Il regolamento del mondiale motocross parla chiaro. Per i piloti iscritti al challenge iridato non è possibile provare la pista il mese precedente la gara. Comunque sia, a Faenza non sarebbe possibile.
Il “Monte Coralli”, nome storico del tracciato gestito dal che sorge su un terreno di proprietà del Comune di Faenza che esiste dagli inizi degli anni ‘70 e gestito dall’omonimo Motolcub, è infatti un cantiere aperto. I contatti con la Youthstream (promotore del mondiale di motocross) per relazionare sull’andamento dei lavori sono ormai quotidiani e sulla pista si lavora dalle prime luci dell’alba fino a notte inoltrata.
A capo dello staff che si occupa dell’allestimento della pista troviamo anche quest’anno Franco Ercoletti che si avvale della collaborazione di uno staff di soci del motoclub e dell’utilizzo di cinque mezzi di movimento terra. Imolese, 48 anni, Ercoletti da 3 stagioni collabora con il motoclub Faenza per la sistemazione e l’ammodernamento del tracciato.
“Si dice sempre che non si cambierà molto, ma alla fine non è mai così” sono le sue prima parole. Ma andiamo per gradi, o meglio, simuliamo un giro di pista …rigorosamente a piedi.
PARTENZA
“Abbiamo portato a trenta i posti cancello come da regolamento, colorandoli con i colori bianchi e blu del Motoclub Faenza ed anche della città manfreda. In questa parte la fresatura della terra avviene giornalmente in modo da poter anche mixare al meglio possibile il composito di terra, sabbia e legno che abbiamo studiato apposta per questa gara osservando ciò che si fa già negli altri tracciati europei”.
SALITONE
“La rete esterna è stata riposizionata in modo da allargare il tracciato di circa un metro; il nostro obiettivo è riuscire a creare una via per i mezzi di servizio e di soccorso fino ad oggi inesistente in modo da non dover più attraversare la pista”
ZONA SUPERIORE
“Sono state riviste le rampe dei salti per renderli più spettacolari, ed anche qui è stato allargato il tracciato per cercare di avere sempre la doppia traiettoria”

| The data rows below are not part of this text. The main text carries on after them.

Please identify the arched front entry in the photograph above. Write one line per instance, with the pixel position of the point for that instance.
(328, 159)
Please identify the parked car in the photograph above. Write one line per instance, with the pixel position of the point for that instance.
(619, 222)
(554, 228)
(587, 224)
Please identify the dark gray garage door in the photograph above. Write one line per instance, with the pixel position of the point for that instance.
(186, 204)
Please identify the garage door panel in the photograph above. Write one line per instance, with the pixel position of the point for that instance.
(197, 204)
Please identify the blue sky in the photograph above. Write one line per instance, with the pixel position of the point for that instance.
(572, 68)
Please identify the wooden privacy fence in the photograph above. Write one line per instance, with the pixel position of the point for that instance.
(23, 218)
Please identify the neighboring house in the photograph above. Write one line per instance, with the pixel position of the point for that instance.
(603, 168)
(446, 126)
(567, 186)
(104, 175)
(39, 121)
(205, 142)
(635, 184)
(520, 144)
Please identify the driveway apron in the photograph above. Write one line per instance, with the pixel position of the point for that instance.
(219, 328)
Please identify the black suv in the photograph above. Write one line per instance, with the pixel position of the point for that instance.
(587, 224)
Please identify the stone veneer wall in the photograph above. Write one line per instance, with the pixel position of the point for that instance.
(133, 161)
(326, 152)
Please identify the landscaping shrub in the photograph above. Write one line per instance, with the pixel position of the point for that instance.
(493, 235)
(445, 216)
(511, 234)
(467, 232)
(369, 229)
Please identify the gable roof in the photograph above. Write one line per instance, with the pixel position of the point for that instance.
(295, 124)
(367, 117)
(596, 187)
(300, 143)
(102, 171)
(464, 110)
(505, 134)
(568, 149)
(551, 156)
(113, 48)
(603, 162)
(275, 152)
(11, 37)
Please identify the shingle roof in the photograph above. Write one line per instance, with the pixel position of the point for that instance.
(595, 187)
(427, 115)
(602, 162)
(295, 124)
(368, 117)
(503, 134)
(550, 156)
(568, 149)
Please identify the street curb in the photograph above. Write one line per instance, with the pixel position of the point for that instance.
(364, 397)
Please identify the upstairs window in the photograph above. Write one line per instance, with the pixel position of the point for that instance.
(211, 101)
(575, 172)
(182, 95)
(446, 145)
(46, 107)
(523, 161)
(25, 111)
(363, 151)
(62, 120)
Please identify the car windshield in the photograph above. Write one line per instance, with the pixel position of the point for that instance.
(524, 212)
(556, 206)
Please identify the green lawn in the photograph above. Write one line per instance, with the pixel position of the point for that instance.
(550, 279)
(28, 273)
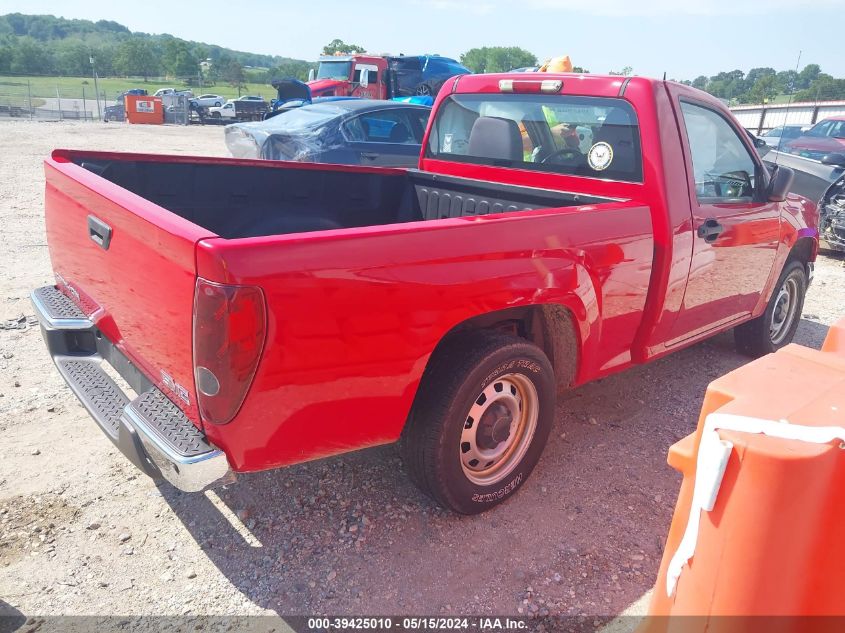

“FERRO DI CAVALLO” (2° parte ZONA POSTERIORE)
“Anche qui come nella zona superiore è stato allargato il tracciato in modo da avere due possibilità di transito con un nuovo disegno dei salti”.
DISCESONE
“E’ stato accentuato il salto di ingresso che immette nel discesone, ed anche qui è stato completamente rifresato ed allargato in modo da poter immettersi meglio nella curva successiva ed avere miglior visuale da parte dei piloti”.